Barbara Gruska tells Joe about growing up in a musical family, forming the excellent band The Belle Brigade with her brother, and developing meditative practices to keep existential worries at bay.
During Part 2 of Joe's conversation with legendary drummer Dennis Chambers, Dennis talks about his recent brush with death and his subsequent recovery. He also assesses the legacy of his influential body of work.
Steve Gadd discusses Stuff, an incredible band he co-led with other NY studio luminaries in the 70s and early 80s.
Joe traveled to Portland, OR, to record the very first live episode of The Trap Set at the world-famous Revival Drum Shop. Four of Portland's finest drummers--Janet Weiss, Spit Stix, John Moen, and John Sherman--shared their remarkable life stories. This is the first time all four drummers had been in the same place at the same time, and they bonded over the common challenges they face throughout the course of their artistic lives.
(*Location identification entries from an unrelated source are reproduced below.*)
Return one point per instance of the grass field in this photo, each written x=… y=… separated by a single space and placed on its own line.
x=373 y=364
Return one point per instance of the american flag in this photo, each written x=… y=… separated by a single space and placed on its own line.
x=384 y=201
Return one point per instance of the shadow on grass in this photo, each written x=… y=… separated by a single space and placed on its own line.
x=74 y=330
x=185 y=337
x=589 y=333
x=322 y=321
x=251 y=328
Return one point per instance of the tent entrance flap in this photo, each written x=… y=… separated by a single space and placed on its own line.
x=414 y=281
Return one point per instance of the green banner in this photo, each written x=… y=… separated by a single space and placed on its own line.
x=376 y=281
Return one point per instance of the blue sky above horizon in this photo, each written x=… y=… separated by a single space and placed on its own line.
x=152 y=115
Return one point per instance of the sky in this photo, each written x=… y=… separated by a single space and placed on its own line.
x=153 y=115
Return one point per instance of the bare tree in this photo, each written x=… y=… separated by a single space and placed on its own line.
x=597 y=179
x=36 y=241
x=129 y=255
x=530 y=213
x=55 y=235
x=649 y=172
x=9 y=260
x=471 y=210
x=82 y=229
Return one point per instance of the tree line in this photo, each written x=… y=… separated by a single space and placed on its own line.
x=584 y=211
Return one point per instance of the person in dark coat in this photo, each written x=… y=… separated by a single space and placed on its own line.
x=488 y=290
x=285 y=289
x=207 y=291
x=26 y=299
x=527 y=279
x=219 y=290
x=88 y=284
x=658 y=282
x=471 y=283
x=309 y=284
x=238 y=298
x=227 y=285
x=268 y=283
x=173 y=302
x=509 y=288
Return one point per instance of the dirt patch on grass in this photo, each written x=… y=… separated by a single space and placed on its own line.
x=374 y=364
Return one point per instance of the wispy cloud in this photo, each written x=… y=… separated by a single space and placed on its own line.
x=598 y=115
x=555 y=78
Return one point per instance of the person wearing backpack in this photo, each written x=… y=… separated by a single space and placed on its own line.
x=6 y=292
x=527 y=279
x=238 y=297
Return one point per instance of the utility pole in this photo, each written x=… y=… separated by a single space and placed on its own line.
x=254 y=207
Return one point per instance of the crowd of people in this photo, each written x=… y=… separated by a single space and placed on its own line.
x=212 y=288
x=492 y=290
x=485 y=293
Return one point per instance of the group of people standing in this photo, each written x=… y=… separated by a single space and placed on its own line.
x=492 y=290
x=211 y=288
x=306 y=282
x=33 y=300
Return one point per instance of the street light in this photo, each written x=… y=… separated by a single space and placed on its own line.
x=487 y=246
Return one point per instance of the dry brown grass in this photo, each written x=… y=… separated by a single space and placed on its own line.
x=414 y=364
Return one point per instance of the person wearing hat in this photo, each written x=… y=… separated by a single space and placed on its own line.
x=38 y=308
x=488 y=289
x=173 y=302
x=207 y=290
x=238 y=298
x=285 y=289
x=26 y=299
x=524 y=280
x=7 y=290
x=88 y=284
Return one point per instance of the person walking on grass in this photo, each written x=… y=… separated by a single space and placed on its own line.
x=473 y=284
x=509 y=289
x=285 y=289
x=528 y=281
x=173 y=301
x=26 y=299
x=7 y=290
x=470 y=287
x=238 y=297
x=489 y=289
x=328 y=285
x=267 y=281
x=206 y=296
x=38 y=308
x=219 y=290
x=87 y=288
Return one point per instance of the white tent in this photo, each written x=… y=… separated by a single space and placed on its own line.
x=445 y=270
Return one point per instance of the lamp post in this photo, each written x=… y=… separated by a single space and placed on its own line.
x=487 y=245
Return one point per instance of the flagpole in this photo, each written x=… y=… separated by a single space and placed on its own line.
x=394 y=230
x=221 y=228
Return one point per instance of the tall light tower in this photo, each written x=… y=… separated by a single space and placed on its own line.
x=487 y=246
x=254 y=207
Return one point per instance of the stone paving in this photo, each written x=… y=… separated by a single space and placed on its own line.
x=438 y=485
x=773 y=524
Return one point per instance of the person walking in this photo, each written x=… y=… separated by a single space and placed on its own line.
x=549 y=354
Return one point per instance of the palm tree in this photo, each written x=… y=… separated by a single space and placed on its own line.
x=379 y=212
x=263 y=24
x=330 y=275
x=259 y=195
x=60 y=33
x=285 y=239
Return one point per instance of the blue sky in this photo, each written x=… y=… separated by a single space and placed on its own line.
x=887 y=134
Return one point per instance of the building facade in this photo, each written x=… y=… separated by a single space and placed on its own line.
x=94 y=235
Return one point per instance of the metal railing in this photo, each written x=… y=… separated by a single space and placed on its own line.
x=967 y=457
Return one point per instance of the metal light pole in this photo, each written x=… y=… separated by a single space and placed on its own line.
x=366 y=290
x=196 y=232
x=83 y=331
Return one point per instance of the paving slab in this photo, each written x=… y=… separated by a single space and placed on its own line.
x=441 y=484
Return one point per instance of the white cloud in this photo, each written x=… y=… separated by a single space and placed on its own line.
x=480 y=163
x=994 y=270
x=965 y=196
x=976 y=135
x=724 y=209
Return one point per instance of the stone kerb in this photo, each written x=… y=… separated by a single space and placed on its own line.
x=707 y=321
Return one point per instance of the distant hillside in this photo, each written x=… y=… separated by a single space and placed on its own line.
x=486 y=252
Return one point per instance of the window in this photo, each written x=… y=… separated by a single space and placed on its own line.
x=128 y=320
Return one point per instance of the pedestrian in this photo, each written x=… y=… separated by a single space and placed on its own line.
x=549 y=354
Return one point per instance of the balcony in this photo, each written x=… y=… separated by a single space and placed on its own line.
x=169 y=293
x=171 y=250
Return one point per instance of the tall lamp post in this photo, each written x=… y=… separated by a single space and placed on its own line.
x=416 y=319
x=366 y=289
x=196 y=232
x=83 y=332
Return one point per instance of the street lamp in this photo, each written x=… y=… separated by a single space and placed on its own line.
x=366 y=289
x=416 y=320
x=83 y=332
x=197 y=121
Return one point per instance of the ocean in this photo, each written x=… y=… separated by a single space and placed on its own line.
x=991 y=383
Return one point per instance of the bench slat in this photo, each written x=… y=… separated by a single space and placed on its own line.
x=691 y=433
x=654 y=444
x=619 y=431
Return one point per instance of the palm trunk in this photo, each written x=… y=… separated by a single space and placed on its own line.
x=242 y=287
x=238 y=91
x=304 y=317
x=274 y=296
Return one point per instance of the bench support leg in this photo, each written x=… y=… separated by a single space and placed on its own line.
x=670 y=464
Jabo Starks is a stylistic chameleon who can jump from hard-driving blues shuffles; to latin-infused backbeats; to sophisticated, syncopated funk jams. His addition to James Brown's band in 1965 was crucial to the leader's evolution from traditional song forms to his own, wholly unique style. Though he is most closely associated with James Brown, Jabo has also worked blues legends such as Bobby Blue Bland and B.B. King. He tells Joe about how he fell in love with music, his journey with giants of music, and his advice for maintaining a strong family life as an artist.
As a member of James Brown’s band, Clyde Stubblefield created ingenious drum patterns that came to define the funk genre. Years later, Clyde became the most sampled drummer in history, powering hits by everyone from N.W.A. to Kenny G. Yet, despite his monumental contributions to music, Clyde’s name doesn’t even appear on the majority of the records on which he appears. He tells Joe about his time with James Brown, how he ended up as the house drummer on an NPR show, and why he hates the song “Funky Drummer”.
In this bonus mini-episode, Fluke Holland tells Joe about his signature drum sound; playing with Elvis Presley, Jerry Lee Lewis, Carl Perkins, and Johnny Cash; and why Cash chose to wear black.
For the One Year Anniversary episode of The Trap Set, Joe had a chance to speak to one of his favorite drummers, Steve Gadd. One of the most prolific and respected drummers of all time, Steve generously shares some hard-won wisdom about musical communication, addiction, recovery, and family. At age 70, he is still trying to achieve a difficult balance between touring, studio work, and his home life. He describes his goals for the future and reflects on what it means to, "get it right." Also: Friend of the show, Jon Wurster, calls in to wish the show a Happy Anniversary.